Marie-Aude Roux en a fait à juste titre un compte rendu dithyrambique dans le journal Le Monde. Je ne résiste pas au plaisir d’en faire profiter mes lecteurs.

PORTRAIT

On l’appelle « Doigts volants « 

La pianiste chinoise Yuja Wang a la malice de ses tenues et une vertueuse virtuosité. Eblouissement à Paris ce week-end et album pour vérifier sa grâce.

Yuja Wang n’est pas une pianiste pour l’heure du thé et des petits gâteaux. Sa jolie silhouette moulée de longs fourreaux cousus sur elle et haut fendus, ses extravagants stilettos de petite fille qui aurait piqué les chaussures de sa maman, la petite mèche blonde qui clignote dans sa chevelure noire coupée court, tout cela donne à son style alluré une note touchante et malicieuse. Ce que l’on a entendu au clavier ce 1er décembre à la Salle Pleyel était d’une tout autre nature. Tout simplement sidérant.

La jeune pianiste chinoise a débarqué sur notre planète Terre il y a quelques années. Née à Pékin le 10 février 1987 dans une famille d’artistes (père percussionniste, mère ballerine). Premières leçons de piano à 6 ans, sept années au Conservatoire de Pékin. Premiers concerts. Dans le cadre des échanges enter la Chine et le Canada, Yuja Wang part à 14 ans pour Calgary avant d’intégrer le célèbre Curtis Institute of Music de Philadelphie. Dès 2003, elle est second couteau lorsque ses confrères stars annulent leurs concerts – Evgueni Kissin, Martha Argerich (à laquelle on la compare), Radu Lupu, Yefim Bronfman. C’est d’ailleurs en remplaçant au pied levé Murray Perahia en juin 2008 au Théâtre du Châtelet que Yuja Wang est arrivée en France, où elle se produit depuis régulièrement, notamment dans la série Piano 4**** ou au Festival de La Roque-d’Anthéron.

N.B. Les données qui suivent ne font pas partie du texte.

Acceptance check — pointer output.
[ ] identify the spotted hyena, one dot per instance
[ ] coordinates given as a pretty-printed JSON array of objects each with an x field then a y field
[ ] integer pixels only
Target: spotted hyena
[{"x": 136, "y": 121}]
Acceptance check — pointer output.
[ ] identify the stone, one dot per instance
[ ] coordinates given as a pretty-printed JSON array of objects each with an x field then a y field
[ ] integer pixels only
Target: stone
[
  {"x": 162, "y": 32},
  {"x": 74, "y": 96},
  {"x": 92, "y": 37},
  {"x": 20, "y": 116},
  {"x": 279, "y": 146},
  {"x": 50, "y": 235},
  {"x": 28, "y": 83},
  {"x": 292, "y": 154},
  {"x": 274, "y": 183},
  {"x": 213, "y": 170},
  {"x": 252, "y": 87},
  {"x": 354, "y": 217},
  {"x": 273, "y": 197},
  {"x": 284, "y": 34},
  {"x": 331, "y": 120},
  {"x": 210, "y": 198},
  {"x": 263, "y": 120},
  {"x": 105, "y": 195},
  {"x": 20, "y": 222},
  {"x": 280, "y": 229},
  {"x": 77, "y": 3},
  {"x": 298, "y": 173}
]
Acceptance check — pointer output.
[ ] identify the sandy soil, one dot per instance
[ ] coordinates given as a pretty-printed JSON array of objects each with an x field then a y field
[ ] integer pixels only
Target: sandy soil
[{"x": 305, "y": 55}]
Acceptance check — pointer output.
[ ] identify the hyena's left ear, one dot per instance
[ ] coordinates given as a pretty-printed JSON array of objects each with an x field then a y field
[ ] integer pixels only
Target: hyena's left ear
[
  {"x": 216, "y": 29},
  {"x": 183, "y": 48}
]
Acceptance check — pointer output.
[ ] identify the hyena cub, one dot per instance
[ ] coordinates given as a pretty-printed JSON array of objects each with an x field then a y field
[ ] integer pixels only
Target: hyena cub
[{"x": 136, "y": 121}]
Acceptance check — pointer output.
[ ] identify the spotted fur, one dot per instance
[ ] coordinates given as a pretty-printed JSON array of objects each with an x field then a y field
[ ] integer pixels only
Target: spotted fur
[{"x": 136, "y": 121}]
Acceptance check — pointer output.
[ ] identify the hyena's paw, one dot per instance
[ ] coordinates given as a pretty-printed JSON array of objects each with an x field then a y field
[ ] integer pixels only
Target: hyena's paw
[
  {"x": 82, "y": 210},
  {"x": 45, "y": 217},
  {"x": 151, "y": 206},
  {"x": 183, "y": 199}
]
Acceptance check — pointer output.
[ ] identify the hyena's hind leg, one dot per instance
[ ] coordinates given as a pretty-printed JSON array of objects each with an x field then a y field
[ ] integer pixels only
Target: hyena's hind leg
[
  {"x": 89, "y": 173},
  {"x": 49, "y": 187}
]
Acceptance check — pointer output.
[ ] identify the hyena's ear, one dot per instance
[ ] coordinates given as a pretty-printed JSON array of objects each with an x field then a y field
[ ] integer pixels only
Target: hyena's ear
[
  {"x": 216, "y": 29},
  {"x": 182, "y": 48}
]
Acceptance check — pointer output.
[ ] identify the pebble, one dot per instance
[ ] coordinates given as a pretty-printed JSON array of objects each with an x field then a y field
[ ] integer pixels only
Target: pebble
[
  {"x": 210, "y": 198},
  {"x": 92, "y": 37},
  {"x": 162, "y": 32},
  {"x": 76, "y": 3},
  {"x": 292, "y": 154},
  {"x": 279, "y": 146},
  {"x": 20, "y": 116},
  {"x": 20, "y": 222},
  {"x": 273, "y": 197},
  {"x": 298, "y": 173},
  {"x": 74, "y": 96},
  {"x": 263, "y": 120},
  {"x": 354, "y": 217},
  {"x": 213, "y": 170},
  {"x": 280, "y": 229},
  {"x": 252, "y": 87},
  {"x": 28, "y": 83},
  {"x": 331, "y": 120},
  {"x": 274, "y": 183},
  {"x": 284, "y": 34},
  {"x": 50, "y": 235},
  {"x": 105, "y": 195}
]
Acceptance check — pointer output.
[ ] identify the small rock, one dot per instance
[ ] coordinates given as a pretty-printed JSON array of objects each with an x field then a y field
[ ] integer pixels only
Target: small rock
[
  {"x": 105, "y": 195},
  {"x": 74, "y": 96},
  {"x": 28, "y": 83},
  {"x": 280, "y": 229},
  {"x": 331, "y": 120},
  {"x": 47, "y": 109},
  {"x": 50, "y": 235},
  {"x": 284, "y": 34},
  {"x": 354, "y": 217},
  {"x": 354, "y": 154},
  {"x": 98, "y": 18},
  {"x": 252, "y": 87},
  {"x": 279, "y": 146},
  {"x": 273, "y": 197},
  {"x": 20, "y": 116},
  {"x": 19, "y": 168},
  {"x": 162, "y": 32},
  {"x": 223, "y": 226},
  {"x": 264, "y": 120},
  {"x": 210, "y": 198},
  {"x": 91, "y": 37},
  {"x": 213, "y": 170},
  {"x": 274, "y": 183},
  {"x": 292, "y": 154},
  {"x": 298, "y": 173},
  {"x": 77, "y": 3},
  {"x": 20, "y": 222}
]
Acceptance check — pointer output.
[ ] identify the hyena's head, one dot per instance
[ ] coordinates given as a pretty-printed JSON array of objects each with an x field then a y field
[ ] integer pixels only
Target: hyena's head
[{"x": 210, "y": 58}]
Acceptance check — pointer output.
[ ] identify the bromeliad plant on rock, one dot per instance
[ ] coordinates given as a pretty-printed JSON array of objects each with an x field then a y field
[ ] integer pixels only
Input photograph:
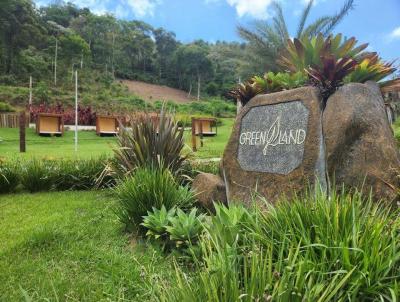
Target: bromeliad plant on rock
[
  {"x": 148, "y": 142},
  {"x": 324, "y": 62}
]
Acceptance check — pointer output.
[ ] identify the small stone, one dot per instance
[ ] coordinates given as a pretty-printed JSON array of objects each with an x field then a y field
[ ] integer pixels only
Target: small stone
[{"x": 360, "y": 148}]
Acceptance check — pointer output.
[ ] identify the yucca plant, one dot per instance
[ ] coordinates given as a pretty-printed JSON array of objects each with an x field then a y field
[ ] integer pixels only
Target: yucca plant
[
  {"x": 146, "y": 189},
  {"x": 148, "y": 141},
  {"x": 156, "y": 222}
]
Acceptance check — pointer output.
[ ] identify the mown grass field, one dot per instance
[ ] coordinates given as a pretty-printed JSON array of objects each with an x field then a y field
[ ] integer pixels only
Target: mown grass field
[
  {"x": 70, "y": 246},
  {"x": 91, "y": 145}
]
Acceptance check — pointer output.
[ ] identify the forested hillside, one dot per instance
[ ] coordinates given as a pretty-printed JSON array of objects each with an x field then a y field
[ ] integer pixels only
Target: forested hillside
[{"x": 49, "y": 43}]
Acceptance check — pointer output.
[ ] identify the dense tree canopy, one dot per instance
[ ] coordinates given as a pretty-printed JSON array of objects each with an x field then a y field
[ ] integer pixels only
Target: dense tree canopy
[{"x": 49, "y": 42}]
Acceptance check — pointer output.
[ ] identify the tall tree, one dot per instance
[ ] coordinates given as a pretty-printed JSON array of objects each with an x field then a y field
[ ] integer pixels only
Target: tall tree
[
  {"x": 20, "y": 27},
  {"x": 266, "y": 39}
]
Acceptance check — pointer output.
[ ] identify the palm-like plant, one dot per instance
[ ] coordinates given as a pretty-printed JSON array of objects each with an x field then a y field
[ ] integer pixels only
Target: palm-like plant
[
  {"x": 265, "y": 40},
  {"x": 149, "y": 141},
  {"x": 371, "y": 68}
]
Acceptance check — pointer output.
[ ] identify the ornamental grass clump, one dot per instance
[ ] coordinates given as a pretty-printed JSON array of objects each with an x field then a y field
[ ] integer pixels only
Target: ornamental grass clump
[
  {"x": 146, "y": 189},
  {"x": 38, "y": 175},
  {"x": 9, "y": 177},
  {"x": 338, "y": 248}
]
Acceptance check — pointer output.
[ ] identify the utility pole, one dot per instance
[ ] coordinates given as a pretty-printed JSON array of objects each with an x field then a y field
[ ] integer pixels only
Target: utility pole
[
  {"x": 76, "y": 110},
  {"x": 55, "y": 64},
  {"x": 30, "y": 98},
  {"x": 22, "y": 136}
]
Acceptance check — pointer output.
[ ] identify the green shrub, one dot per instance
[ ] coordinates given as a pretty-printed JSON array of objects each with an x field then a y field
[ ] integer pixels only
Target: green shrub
[
  {"x": 316, "y": 248},
  {"x": 38, "y": 175},
  {"x": 5, "y": 107},
  {"x": 9, "y": 177},
  {"x": 149, "y": 188},
  {"x": 156, "y": 222}
]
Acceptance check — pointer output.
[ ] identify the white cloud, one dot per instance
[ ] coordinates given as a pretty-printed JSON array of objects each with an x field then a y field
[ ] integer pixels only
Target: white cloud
[
  {"x": 142, "y": 8},
  {"x": 395, "y": 34},
  {"x": 121, "y": 8},
  {"x": 253, "y": 8}
]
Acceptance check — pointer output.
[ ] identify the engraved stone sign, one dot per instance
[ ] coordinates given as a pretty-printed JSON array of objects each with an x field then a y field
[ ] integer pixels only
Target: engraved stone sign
[
  {"x": 276, "y": 148},
  {"x": 272, "y": 137}
]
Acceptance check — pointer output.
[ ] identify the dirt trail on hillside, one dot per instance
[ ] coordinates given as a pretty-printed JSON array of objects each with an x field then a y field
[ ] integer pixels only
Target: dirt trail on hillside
[{"x": 152, "y": 93}]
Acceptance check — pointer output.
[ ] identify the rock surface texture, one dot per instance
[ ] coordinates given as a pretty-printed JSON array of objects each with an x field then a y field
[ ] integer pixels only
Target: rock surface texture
[
  {"x": 361, "y": 151},
  {"x": 210, "y": 188},
  {"x": 276, "y": 147}
]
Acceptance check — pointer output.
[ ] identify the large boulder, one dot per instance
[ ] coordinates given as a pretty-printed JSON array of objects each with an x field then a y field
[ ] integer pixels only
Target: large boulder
[
  {"x": 210, "y": 188},
  {"x": 276, "y": 147},
  {"x": 360, "y": 148}
]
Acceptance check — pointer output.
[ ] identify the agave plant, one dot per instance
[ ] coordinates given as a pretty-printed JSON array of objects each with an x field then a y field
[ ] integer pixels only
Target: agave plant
[
  {"x": 184, "y": 228},
  {"x": 156, "y": 222}
]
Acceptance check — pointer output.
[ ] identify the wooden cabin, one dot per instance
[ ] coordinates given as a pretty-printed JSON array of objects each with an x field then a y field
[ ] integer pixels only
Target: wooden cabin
[
  {"x": 50, "y": 124},
  {"x": 106, "y": 125},
  {"x": 204, "y": 126}
]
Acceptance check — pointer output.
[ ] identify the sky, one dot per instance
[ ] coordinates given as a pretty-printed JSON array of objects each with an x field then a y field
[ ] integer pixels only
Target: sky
[{"x": 376, "y": 22}]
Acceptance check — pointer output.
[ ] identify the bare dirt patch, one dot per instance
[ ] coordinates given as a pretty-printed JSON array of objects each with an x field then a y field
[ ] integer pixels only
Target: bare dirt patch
[{"x": 152, "y": 92}]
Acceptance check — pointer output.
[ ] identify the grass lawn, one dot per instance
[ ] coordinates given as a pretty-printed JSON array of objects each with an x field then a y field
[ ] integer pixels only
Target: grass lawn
[
  {"x": 91, "y": 145},
  {"x": 69, "y": 246}
]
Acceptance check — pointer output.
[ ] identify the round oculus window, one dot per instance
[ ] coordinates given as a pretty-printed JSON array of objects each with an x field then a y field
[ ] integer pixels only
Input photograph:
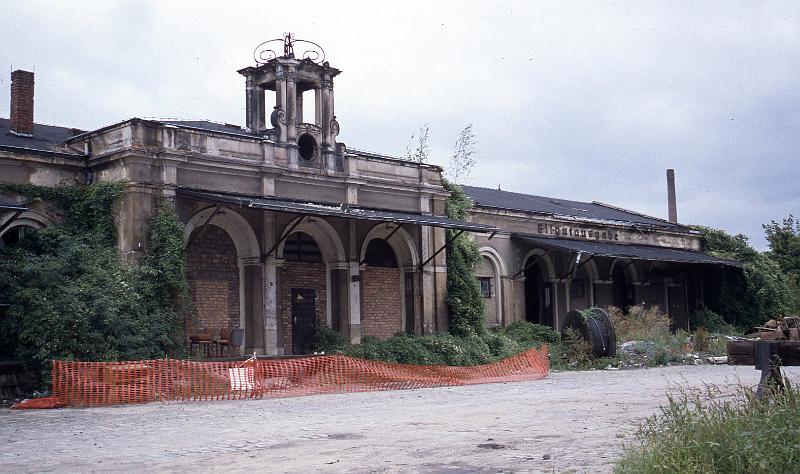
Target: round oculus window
[{"x": 307, "y": 147}]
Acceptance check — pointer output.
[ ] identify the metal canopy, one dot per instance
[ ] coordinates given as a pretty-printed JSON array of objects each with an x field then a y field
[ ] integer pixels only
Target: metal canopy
[
  {"x": 636, "y": 252},
  {"x": 332, "y": 210}
]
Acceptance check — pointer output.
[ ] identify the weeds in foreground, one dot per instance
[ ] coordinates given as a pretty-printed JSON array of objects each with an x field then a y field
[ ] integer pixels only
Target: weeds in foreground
[{"x": 704, "y": 432}]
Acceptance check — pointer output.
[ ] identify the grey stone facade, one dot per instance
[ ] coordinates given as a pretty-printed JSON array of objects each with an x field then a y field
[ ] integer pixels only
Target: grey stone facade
[{"x": 287, "y": 262}]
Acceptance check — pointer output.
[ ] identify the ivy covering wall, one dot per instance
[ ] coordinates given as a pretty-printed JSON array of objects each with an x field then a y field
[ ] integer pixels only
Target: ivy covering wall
[
  {"x": 69, "y": 295},
  {"x": 464, "y": 300}
]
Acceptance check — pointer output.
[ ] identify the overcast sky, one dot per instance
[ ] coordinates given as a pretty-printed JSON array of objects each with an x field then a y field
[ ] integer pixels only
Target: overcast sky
[{"x": 575, "y": 100}]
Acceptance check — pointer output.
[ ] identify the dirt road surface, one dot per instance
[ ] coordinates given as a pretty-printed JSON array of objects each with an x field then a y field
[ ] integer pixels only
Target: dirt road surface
[{"x": 571, "y": 421}]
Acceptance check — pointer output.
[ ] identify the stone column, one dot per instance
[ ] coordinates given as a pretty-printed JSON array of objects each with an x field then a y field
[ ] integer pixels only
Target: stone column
[
  {"x": 270, "y": 280},
  {"x": 354, "y": 287},
  {"x": 427, "y": 288},
  {"x": 254, "y": 105}
]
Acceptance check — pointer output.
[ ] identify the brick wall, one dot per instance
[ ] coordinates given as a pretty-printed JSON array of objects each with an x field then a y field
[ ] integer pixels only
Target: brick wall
[
  {"x": 213, "y": 275},
  {"x": 301, "y": 275},
  {"x": 381, "y": 307}
]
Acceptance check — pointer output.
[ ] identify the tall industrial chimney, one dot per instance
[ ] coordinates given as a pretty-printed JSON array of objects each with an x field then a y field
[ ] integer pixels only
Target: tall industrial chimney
[
  {"x": 672, "y": 207},
  {"x": 22, "y": 103}
]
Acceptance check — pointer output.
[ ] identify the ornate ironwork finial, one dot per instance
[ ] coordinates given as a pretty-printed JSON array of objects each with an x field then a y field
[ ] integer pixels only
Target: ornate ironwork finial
[
  {"x": 288, "y": 46},
  {"x": 266, "y": 51}
]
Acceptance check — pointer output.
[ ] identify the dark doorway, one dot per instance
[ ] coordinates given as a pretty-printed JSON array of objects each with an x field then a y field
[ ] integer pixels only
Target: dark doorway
[
  {"x": 677, "y": 306},
  {"x": 621, "y": 289},
  {"x": 538, "y": 298},
  {"x": 409, "y": 297},
  {"x": 304, "y": 319}
]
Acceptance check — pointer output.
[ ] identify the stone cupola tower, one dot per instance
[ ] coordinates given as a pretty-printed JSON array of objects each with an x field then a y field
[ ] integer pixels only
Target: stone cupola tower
[{"x": 276, "y": 88}]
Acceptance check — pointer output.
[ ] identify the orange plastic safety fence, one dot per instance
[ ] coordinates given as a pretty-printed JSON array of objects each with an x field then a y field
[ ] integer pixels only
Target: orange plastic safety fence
[{"x": 110, "y": 383}]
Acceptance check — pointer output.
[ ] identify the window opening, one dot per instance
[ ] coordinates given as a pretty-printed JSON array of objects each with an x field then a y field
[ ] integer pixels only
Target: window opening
[
  {"x": 486, "y": 286},
  {"x": 301, "y": 247}
]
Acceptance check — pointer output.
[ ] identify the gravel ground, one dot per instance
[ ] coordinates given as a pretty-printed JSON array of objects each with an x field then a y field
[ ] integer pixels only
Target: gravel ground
[{"x": 571, "y": 421}]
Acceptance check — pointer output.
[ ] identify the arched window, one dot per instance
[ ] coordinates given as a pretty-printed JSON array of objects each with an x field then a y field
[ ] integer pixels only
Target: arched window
[
  {"x": 301, "y": 247},
  {"x": 13, "y": 235},
  {"x": 380, "y": 254}
]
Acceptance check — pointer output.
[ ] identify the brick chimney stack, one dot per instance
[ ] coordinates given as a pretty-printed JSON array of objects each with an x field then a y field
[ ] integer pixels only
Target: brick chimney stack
[
  {"x": 22, "y": 103},
  {"x": 672, "y": 207}
]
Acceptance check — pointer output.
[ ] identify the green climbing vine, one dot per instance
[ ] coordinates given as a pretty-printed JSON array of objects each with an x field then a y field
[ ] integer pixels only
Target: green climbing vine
[
  {"x": 70, "y": 295},
  {"x": 464, "y": 299}
]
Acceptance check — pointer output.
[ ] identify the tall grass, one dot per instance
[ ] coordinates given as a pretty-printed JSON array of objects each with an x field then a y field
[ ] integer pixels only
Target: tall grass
[
  {"x": 705, "y": 432},
  {"x": 641, "y": 324}
]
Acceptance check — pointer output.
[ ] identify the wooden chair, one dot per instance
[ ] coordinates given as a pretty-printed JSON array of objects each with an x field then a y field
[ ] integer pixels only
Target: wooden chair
[
  {"x": 203, "y": 340},
  {"x": 234, "y": 342},
  {"x": 223, "y": 340}
]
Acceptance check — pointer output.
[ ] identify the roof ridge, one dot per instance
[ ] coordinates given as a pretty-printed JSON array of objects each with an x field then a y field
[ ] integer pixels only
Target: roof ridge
[{"x": 622, "y": 209}]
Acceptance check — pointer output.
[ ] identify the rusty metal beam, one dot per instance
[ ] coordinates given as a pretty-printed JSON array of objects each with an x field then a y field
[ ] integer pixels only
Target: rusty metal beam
[
  {"x": 200, "y": 230},
  {"x": 448, "y": 242},
  {"x": 283, "y": 237}
]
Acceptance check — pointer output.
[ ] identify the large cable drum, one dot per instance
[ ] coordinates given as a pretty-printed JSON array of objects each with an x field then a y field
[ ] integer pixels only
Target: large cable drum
[{"x": 596, "y": 328}]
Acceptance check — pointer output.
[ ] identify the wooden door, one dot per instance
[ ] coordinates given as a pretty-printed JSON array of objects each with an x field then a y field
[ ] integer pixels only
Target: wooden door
[{"x": 304, "y": 319}]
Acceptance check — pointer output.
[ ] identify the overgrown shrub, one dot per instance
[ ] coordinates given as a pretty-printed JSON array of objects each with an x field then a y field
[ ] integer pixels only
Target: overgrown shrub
[
  {"x": 641, "y": 323},
  {"x": 758, "y": 293},
  {"x": 70, "y": 295},
  {"x": 530, "y": 334},
  {"x": 703, "y": 432},
  {"x": 435, "y": 349},
  {"x": 710, "y": 321},
  {"x": 325, "y": 339}
]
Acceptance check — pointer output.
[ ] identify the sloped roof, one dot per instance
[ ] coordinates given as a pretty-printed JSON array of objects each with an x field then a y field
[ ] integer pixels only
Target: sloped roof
[
  {"x": 590, "y": 211},
  {"x": 207, "y": 125},
  {"x": 632, "y": 251},
  {"x": 47, "y": 138}
]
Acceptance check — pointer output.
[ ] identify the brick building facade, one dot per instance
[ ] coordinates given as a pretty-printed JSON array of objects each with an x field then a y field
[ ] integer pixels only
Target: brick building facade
[{"x": 288, "y": 229}]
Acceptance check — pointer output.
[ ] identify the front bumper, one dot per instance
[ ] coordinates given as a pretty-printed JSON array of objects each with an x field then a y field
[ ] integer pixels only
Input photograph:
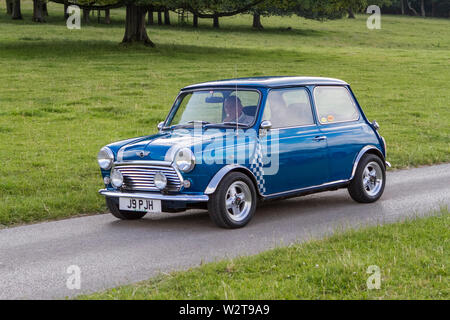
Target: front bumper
[{"x": 155, "y": 196}]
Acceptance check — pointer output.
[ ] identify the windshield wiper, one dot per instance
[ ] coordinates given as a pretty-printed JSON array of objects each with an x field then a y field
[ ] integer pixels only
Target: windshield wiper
[
  {"x": 233, "y": 123},
  {"x": 198, "y": 121},
  {"x": 189, "y": 123}
]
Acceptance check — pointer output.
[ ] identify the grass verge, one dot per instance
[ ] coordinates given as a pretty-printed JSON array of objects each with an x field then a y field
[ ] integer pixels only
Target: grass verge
[{"x": 412, "y": 257}]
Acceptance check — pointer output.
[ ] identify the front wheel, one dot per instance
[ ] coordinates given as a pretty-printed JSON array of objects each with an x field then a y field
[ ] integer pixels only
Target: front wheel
[
  {"x": 113, "y": 207},
  {"x": 233, "y": 204},
  {"x": 369, "y": 180}
]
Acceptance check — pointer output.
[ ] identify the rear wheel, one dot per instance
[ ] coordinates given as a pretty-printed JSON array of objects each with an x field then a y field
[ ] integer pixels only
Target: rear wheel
[
  {"x": 233, "y": 204},
  {"x": 113, "y": 207},
  {"x": 369, "y": 180}
]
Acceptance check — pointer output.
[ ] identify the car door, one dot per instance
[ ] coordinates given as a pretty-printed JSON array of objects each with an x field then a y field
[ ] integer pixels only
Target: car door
[
  {"x": 341, "y": 122},
  {"x": 301, "y": 157}
]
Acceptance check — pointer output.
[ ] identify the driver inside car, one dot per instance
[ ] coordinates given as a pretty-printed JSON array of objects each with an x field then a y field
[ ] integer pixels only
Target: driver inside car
[{"x": 234, "y": 110}]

A 24 ans, celle que l’on a surnommée  » Doigts volants  » (son jeu n’est pas sans évoquer la dextérité chorégraphique des combats du fameux Tigres et dragons d’Ang Lee) est aujourd’hui la rivale désignée de son compatriote Lang Lang, star au jeu et à la chevelure en pétard. C’est elle qui a pris sa place chez Universal, au sein du prestigieux label Deutsche Grammophon, après que la multinationale japonaise Sony l’a  » rachetée  » pour 3 millions de dollars (2,23 millions d’euros).

Un art visionnaire

Le piano de Yuja Wang est celui d’une fée ou d’une ogresse : ses dix petits doigts constrictors, sa tête enfantine penchée sur le piano, son corps bien droit qu’ébranlent à peine la déflagration d’une mini-tornade dans le grave ou un coup de poing sur le clavier. Avec elle, le mot  » virtuosité  » est au sens premier, celui de la vertu et du courage. Celui du bien. Sans doute est-ce pour cela que le grand Claudio Abbado s’est ému de cette jeune fille, au point d’enregistrer avec elle Rachmaninov (Concerto pour piano n°2 et Rhapsodie sur un thème de Paganini). Car Yuja Wang, c’est aussi l’incarnation d’une profondeur bouleversante, un art visionnaire et grand architecte des plans sonores, une palette de couleurs à l’infini, osant parfois des quarts de teinte venus de nulle part.

Plus qu’un excellent récital de piano, Yuja Wang nous a offert ce week-end la classe folle d’une facilité portée à la pointe du génie. On se surprend à suivre ce vertige de musique comme un film en 3D qui fait qu’on saisit involontairement l’accoudoir de son fauteuil, quasi prêt au meurtre pour peu qu’une toux se fasse entendre sur le velours d’un pianissimo.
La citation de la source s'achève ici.